Maseru – August 2025
The Central Bank and Ministry of Finance say Lesotho is on the path to economic recovery. GDP is expected to grow by 2.7% in 2025. SACU revenues are up. Inflation is slowing. On paper, this looks promising. But on the streets of Ha Thetsane, Roma, and Maputsoe, many Basotho are asking the same question: where is this growth we keep hearing about?

Lesotho’s economy is projected to grow, but slow GDP growth does not always translate into better living standards.
Growth vs Reality
GDP growth reflects how much the country is producing overall, not how income or jobs are distributed. For most people, the real economy is measured by the cost of bread, school fees, or the ability to find work. A textile worker in Maputsoe still earns the same wage while food prices climb. A taxi driver in Maseru still pays more for fuel, even when inflation is said to be ‘under control’.
SACU – Our Golden Crutch
Lesotho’s largest source of income remains SACU receipts. In 2025, these will make up over half of all government revenue. But SACU is not guaranteed. It is like relying on a generous uncle who might not send money next month. The country is too dependent on external transfers, and every dip in SACU earnings causes panic in budget planning.

More than half of Lesotho’s government revenue comes from SACU transfers.
Debt and Deficit – Quiet Killers
Lesotho’s debt-to-GDP ratio is projected at 54.2% in 2025. That means for every hundred maloti the country produces, 54 maloti are owed to lenders. If this were a household, it would be like spending half your income repaying loans, leaving less for food, school, or emergencies. This is not sustainable.

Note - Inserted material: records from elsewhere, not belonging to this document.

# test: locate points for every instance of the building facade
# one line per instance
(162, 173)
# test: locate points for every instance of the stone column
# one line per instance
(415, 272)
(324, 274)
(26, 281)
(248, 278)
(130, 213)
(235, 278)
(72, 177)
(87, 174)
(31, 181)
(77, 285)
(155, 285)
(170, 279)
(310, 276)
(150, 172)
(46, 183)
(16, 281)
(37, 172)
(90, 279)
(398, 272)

Public debt has steadily grown and now exceeds 54% of national output.
The Cost of Living Paradox
Even though inflation has slowed, it does not mean things are cheaper. Prices are just rising less rapidly. For the average household, M50 no longer buys what it did last year. Electricity costs, taxi fares, and basic groceries continue to strain pockets. Meanwhile, salaries have remained stagnant.
What Should Be Done
The government must invest SACU windfalls in projects that build long-term value—roads, irrigation, technology in schools, and SME support. Spending should be transparent, audited, and measurable. Policies should empower local business, not just consultants and contractors.
A Broader View: According to the African Development Bank’s 2024 Country Report, Lesotho’s macroeconomic framework remains fragile but stable. The report acknowledges fiscal improvements and stronger regional trade, while cautioning about climate risks, limited job creation, and the urgent need for structural reforms. The AFDB sees opportunity in better public investment management and private sector development.
Conclusion
Lesotho may be growing on paper, but until that growth translates into jobs, public services, and better living conditions, the people will remain unconvinced. Growth must be felt, not just forecasted.